Which pods are on a specific node:

FROM metrics-kubeletstatsreceiver.otel*
| WHERE @timestamp > NOW() - 5 minutes
  AND k8s.node.name == "<node>" AND k8s.pod.name IS NOT NULL
| STATS last_seen = MAX(@timestamp) BY k8s.pod.name, k8s.namespace.name
| SORT last_seen DESC

Namespace-wide memory average (single scalar — works in now/metric mode):

FROM metrics-kubeletstatsreceiver.otel*
| WHERE k8s.namespace.name == "oteldemo-esyox-default"
  AND k8s.pod.memory.working_set IS NOT NULL
| STATS v = AVG(k8s.pod.memory.working_set)

Is this node under memory pressure (working-set vs available):

FROM metrics-kubeletstatsreceiver.otel*
| WHERE @timestamp > NOW() - 5 minutes
  AND k8s.node.name == "<node>" AND k8s.node.memory.working_set IS NOT NULL
| STATS working_set = AVG(k8s.node.memory.working_set),
        available = AVG(k8s.node.memory.available)

Counter fields — require `TS` + `RATE()`

Network I/O, network errors, and uptime fields are stored as monotonically-increasing counters (counter_long), not instantaneous gauges. FROM + MAX/AVG/SUM/VALUES on a counter field is a hard error — ES|QL returns argument of [...] must be [...numeric except counter types].

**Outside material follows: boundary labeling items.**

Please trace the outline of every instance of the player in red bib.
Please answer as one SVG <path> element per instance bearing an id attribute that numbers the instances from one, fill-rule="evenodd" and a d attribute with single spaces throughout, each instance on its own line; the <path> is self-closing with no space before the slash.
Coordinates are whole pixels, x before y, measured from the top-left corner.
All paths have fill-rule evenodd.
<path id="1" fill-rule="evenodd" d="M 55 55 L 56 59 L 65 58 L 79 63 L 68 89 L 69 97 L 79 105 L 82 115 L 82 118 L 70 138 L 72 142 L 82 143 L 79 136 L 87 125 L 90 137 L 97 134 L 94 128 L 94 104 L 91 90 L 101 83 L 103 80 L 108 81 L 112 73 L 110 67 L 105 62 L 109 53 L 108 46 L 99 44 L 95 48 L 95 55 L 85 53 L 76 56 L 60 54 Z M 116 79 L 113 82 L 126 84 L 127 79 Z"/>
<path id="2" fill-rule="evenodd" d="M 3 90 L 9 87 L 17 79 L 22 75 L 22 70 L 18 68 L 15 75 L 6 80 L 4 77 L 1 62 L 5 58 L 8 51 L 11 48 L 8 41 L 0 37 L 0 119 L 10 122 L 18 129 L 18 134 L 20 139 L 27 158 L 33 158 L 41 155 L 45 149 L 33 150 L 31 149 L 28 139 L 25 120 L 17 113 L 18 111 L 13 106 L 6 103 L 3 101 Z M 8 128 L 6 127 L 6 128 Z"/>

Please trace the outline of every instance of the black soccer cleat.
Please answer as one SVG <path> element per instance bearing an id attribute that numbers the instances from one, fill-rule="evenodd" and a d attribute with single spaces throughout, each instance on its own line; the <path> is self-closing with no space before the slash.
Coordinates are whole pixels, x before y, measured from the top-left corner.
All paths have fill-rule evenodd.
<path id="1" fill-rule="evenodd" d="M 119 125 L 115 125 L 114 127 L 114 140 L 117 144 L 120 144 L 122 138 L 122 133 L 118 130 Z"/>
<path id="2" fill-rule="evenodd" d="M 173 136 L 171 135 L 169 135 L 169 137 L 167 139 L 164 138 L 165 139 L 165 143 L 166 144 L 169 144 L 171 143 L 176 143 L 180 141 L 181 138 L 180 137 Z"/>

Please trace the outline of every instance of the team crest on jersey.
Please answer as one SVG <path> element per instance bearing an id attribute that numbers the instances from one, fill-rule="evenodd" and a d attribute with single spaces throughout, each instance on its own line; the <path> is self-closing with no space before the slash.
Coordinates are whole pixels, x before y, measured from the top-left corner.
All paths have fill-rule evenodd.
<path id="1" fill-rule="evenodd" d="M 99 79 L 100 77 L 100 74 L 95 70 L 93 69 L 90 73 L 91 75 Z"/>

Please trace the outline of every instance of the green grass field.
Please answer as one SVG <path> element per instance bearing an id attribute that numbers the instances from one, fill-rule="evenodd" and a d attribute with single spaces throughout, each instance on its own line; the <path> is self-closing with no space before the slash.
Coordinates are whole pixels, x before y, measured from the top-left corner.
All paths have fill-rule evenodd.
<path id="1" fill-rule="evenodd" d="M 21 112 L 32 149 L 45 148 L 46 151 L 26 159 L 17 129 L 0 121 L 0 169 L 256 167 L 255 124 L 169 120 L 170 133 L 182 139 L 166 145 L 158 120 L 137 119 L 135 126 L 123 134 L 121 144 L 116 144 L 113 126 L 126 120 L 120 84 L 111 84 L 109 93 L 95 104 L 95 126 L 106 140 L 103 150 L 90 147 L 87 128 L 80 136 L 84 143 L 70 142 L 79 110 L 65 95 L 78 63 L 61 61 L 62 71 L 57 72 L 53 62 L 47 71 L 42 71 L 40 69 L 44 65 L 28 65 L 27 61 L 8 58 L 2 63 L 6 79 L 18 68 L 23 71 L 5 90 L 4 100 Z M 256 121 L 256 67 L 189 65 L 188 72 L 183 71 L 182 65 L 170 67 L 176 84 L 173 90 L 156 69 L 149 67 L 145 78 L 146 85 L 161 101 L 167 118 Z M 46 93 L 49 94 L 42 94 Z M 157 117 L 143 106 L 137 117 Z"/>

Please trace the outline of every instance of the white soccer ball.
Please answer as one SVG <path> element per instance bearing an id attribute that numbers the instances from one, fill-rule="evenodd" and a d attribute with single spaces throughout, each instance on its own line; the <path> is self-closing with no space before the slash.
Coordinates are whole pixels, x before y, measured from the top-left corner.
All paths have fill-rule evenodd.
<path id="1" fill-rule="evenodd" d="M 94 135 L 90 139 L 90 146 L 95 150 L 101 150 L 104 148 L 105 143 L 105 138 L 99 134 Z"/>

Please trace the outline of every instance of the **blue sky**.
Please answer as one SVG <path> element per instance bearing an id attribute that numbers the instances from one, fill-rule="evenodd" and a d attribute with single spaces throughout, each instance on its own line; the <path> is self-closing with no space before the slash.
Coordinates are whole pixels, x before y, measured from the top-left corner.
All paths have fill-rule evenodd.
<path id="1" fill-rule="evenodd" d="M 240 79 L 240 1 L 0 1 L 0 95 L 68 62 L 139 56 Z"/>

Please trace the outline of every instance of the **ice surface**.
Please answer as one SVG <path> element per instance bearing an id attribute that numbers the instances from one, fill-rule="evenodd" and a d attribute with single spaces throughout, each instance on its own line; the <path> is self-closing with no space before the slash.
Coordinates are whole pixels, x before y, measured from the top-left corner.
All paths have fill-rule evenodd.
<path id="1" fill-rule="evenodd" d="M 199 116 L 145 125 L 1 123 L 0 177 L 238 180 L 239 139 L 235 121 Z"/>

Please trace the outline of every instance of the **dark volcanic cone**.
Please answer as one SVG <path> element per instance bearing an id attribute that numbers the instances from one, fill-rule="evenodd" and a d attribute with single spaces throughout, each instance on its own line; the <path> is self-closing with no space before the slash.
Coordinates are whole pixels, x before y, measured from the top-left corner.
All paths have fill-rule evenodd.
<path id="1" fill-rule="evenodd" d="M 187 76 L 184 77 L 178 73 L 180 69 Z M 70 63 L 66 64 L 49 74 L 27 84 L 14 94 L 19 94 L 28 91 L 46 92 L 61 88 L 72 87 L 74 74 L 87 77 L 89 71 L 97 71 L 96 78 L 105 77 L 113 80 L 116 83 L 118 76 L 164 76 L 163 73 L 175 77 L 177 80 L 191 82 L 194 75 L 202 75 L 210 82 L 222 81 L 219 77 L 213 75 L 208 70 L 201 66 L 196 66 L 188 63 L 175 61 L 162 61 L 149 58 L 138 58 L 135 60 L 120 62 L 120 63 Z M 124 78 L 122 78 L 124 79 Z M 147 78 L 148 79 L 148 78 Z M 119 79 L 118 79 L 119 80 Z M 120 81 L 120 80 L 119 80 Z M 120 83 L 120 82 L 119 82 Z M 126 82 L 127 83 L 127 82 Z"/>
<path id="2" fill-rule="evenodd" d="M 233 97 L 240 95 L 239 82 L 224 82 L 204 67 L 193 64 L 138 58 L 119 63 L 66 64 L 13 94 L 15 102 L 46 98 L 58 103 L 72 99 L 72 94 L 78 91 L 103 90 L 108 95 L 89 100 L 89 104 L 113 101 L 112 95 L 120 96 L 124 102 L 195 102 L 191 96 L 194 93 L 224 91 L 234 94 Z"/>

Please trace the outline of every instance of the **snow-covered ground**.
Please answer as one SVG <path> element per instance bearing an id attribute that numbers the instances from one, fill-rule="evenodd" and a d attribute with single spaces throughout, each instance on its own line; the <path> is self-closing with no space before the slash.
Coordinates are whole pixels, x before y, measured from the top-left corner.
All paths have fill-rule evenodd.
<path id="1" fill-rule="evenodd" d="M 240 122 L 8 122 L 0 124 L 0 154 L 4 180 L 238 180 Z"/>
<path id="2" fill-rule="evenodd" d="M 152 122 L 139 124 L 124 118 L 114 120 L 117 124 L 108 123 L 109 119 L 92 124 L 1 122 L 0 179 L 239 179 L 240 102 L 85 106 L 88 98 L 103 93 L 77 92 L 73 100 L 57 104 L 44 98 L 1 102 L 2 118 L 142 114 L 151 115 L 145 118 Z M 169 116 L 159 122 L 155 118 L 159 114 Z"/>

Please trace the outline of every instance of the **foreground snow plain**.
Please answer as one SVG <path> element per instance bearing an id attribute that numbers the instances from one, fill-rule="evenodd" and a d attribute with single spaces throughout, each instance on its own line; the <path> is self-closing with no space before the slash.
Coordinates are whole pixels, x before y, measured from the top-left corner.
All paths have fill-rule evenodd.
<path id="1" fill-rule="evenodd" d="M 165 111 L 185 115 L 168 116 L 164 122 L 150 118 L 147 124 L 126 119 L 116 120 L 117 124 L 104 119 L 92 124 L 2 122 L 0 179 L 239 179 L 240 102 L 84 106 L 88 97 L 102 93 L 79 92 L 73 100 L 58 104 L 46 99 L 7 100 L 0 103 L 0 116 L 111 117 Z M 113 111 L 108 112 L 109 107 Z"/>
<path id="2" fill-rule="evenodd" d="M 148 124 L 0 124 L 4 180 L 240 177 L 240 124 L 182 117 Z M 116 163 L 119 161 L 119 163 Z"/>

Counter fields in this deployment:

Field	Notes
`k8s.pod.network.io`	bytes, carries `direction` attribute (`transmit` / `receive`) — emitted as separate docs per direction
`k8s.pod.network.errors`	error count, also carries `direction`
`k8s.node.network.io`, `k8s.node.network.errors`	node-level equivalents
`k8s.node.uptime`, `k8s.pod.uptime`	seconds since start

Correct pattern: use TS as the source command, wrap RATE() in an aggregation, filter the counter field IS NOT NULL, and group by direction whenever you query network fields.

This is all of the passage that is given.